MCMC & confidence bands

STA602 at Duke University

Exercises

Setup

Consider the following data generative model and priors:

\[ \begin{aligned} Y_i | \beta_0, \beta_1, x_i &\sim N(\beta_0 + \beta_1x_i, \sigma^2)\\ \beta_0, \beta_1 &\sim \text{ iid } N(0, 2)\\ \sigma^2 &\sim \text{inverse-gamma}(2, 3) \end{aligned} \]

Tip: load library(invgamma) to use the dinvgamma function.

library(tidyverse)
library(invgamma)

# load the data
YX = readr::read_csv("https://sta602-sp25.github.io/data/simulatedXY.csv")
y = YX$y
x = YX$x

Code

Below is code to sample from

\[ p(\beta_1, \beta_2, \sigma^2 | y_1, \ldots, y_n, x_1, \ldots, x_n) \].

set.seed(360)
logLikelihood = function(beta0, beta1, sigma2) {
  mu = beta0 + (beta1 * x)
  sum(dnorm(y, mu, sqrt(sigma2), log = TRUE))
}

logPrior = function(beta0, beta1, sigma2) {
  dnorm(beta0, 0, sqrt(2), log = TRUE) + 
    dnorm(beta1, 0, sqrt(2), log = TRUE) +
    dinvgamma(sigma2, 2, 3, log = TRUE)
}

logPosterior = function(beta0, beta1, sigma2) {
  logLikelihood(beta0, beta1, sigma2) + logPrior(beta0, beta1, sigma2)
}


BETA0 = NULL
BETA1 = NULL
SIGMA2 = NULL

accept1 = 0
accept2 = 0
accept3 = 0

S = 500

beta0_s = 0.1
beta1_s = 10
sigma2_s = 1
for (s in 1:S) {
  
  ## propose and update beta0
  beta0_proposal = rnorm(1, mean = beta0_s, .5)
   log.r = logPosterior(beta0_proposal, beta1_s, sigma2_s) - 
     logPosterior(beta0_s, beta1_s, sigma2_s)
   
   if(log(runif(1)) < log.r)  {
    beta0_s = beta0_proposal
    accept1 = accept1 + 1 
   }
   
   BETA0 = c(BETA0, beta0_s)
   
   ## propose and update beta1
    beta1_proposal = rnorm(1, mean = beta1_s, .5)
   log.r = logPosterior(beta0_s, beta1_proposal, sigma2_s) - 
     logPosterior(beta0_s, beta1_s, sigma2_s)
   
   if(log(runif(1)) < log.r)  {
    beta1_s = beta1_proposal
    accept2 = accept2 + 1 
   }
   
   BETA1 = c(BETA1, beta1_s)
   
   ## propose and update sigma2
   ### note: sigma2 is positive only, we want to only propose positive values
   sigma2_proposal = 1 / rgamma(1, shape = 1, sigma2_s)
   log.r = logPosterior(beta0_s, beta1_s, sigma2_proposal) - 
     logPosterior(beta0_s, beta1_s, sigma2_s) - 
     dinvgamma(sigma2_proposal, 1, sigma2_s, log = TRUE) +
     dinvgamma(sigma2_s, 1, sigma2_proposal, log = TRUE) 
   
   if(log(runif(1)) < log.r)  {
    sigma2_s = sigma2_proposal
    accept3 = accept3 + 1 
   }
   
   SIGMA2 = c(SIGMA2, sigma2_s)
   
}

Exercise 1

Is a Metropolis or Metropolis-Hastings algorithm used to sample \(\sigma^2\)?

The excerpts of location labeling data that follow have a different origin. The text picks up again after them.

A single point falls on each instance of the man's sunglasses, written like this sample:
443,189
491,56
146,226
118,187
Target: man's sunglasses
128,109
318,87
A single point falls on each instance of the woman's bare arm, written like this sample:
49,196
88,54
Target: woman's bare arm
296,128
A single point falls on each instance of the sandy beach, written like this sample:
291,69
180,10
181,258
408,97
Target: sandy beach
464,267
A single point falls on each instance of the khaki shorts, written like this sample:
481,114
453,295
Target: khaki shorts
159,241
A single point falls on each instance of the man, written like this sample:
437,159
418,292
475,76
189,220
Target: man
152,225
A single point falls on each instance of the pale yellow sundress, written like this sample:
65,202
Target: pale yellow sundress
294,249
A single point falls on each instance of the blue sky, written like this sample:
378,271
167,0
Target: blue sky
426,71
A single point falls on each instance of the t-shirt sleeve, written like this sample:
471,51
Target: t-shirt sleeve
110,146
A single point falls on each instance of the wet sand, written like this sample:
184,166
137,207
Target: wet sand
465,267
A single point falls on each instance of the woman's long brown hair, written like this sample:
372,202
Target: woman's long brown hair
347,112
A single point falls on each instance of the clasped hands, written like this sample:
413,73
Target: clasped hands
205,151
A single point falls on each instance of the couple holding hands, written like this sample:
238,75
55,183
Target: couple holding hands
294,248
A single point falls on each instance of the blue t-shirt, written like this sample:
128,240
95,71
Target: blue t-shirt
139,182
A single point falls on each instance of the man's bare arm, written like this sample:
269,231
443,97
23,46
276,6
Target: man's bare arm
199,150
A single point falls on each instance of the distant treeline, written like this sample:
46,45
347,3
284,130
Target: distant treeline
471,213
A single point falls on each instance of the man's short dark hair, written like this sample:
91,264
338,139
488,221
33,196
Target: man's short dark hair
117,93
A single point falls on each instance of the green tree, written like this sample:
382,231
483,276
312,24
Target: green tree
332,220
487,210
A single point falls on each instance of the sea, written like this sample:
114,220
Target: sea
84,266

Hint: What is the proposal distribution used to sample \(\sigma^2\)? Is it symmetric? Can you show that it is or is not symmetric in R?
Create a trace plot for each parameter. How many iterations does it take for \(\beta_1\) to converge to the posterior? What is going on with the \(\sigma^2\) trace plot?
Report the effective sample size of each parameter, \(\beta_0\), \(\beta_1\), and \(\sigma^2\). Hint: load the coda package and check the lecture notes.

Exercise 2

Go back and increase the length of the chain, \(S\), until you obtain approximately 200 ESS for each parameter. Re-examine your plots and discuss.
Report the posterior median and a 90% confidence interval for each unknown. Why is the median a better summary than the mean for \(\sigma^2\)?

Exercise 3

Plot the posterior mean \(\theta(x)\) vs \(x\) where \(\theta(x) \equiv \beta_0 + \beta_1 x\).
Additionally, plot a 95% confidence band for \(\theta(x)\) vs \(x\) and interpret your plot.

Solutions

A Metropolis-Hastings algorithm. inverse-gamma proposal is asymmetric.

Showing with R code:

sigma2_proposal = 1.5
sigma2_s = 1
dinvgamma(sigma2_proposal, 1, sigma2_s) == 
  dinvgamma(sigma2_s, 1, sigma2_proposal)

[1] FALSE

\(\beta_1\) converges to the target after about 50 iterations.
Some samples from inv-gamma are huge, the huge variance results in a flatter likelihood and still get accepted.

library(patchwork)
parameterDF = data.frame(BETA0, BETA1, SIGMA2)
n = nrow(parameterDF)

p0 = parameterDF %>%
  ggplot(aes(x = 1:n)) +
  geom_line(aes(y = BETA0)) +
  theme_bw() +
  labs(x = "iteration", y = "beta0")

p1 = parameterDF %>%
  ggplot(aes(x = 1:n)) +
  geom_line(aes(y = BETA1)) +
  theme_bw() +
  labs(x = "iteration", y = "beta1")

p2 = parameterDF %>%
  ggplot(aes(x = 1:n)) +
  geom_line(aes(y = SIGMA2)) +
  theme_bw() +
  labs(x = "iteration", y = "sigma2")

p0 + p1 + p2

library(coda) 

parameterDF = data.frame(BETA0, BETA1, SIGMA2)
apply(parameterDF, 2, effectiveSize)

   BETA0    BETA1   SIGMA2 
19.47526 11.66309 26.31348

set.seed(360)
logLikelihood = function(beta0, beta1, sigma2) {
  mu = beta0 + (beta1 * x)
  sum(dnorm(y, mu, sqrt(sigma2), log = TRUE))
}

logPrior = function(beta0, beta1, sigma2) {
  dnorm(beta0, 0, sqrt(2), log = TRUE) + 
    dnorm(beta1, 0, sqrt(2), log = TRUE) +
    dinvgamma(sigma2, 2, 3, log = TRUE)
}

logPosterior = function(beta0, beta1, sigma2) {
  logLikelihood(beta0, beta1, sigma2) + logPrior(beta0, beta1, sigma2)
}


BETA0 = NULL
BETA1 = NULL
SIGMA2 = NULL

accept1 = 0
accept2 = 0
accept3 = 0

S = 10000

beta0_s = 0.1
beta1_s = 10
sigma2_s = 1
for (s in 1:S) {
  
  ## propose and update beta0
  beta0_proposal = rnorm(1, mean = beta0_s, .5)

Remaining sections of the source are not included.